Since the French control half of France, this is insulting, and Charles says so. Reignier (aka, Margaret's dad) tells him the opportunity for peace may not come again soon, and Alencon points out the deal will at least save the French subjects from being pillaged, massacred and the like, until it is convenient to attack Henry again. Thus fortified, Charles agrees to the deal.
Wrapping it all up in London in scene v, Suffolk has successfully hissed into the young ear of the king, and convinced him that Margaret is The One. Gloster is not happy, since word has already been sent that Henry accepted a previous offer. Gloster and Suffolk argue. Henry says to fetch Margaret and stop the quibbling. Everybody leaves the stage in a huff but Suffolk, who gets the last word:
Thus Suffolk hath prevail'd; and thus he goes;
...[to get Margaret]...
Margaret shall now be queen, and rule the king;
But I will rule both her, the king, and realm.

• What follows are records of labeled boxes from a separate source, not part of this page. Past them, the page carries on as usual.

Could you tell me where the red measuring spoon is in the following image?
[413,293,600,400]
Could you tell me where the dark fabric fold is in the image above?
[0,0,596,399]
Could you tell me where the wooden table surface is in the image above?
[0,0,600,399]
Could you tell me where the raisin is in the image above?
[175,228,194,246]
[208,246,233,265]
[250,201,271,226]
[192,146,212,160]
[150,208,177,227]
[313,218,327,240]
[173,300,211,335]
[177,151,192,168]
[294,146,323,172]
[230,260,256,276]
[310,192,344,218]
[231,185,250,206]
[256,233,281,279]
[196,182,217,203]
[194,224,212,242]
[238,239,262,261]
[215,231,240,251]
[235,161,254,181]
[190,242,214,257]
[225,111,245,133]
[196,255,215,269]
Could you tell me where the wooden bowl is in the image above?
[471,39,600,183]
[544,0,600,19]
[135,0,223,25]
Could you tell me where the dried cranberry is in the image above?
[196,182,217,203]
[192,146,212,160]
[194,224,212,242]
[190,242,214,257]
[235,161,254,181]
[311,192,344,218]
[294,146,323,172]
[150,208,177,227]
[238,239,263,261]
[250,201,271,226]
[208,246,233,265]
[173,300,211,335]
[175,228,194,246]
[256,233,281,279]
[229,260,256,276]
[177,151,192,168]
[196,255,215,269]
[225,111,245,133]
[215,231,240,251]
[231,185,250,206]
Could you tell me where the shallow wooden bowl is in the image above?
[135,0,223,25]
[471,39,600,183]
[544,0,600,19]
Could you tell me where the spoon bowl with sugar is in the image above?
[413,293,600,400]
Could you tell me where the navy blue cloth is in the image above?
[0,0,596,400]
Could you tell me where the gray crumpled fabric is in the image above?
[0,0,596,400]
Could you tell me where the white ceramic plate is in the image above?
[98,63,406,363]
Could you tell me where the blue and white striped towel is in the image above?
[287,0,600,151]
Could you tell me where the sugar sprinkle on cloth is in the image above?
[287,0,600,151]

And it's Suffolk out of nowhere, from way back in the pack! He moves ahead of Somerset, passing the ashes of La Pucelle on the rails! He's neck and neck with Uncle Winchester down the stretch! Oh! And Suffolk is pulling away! It's Suffolk by a nose at the finish line! Suffolk wins, and it looks like we have a new bad guy to crown in this play!!!
And so ends
King Henry VI, Part I. Nothing is resolved, and it all looks to be a doomed, miserable ride to the finish of
Part III, with no joy, much evil and few surprises.
Living in the swirl of power and incompetence that is Washington, DC gearing up for a Presidential Election, it is understandable that I fixated on the following thought while reviewing the last two acts of
King Henry VI, Part I:
Competent villains are never in short supply.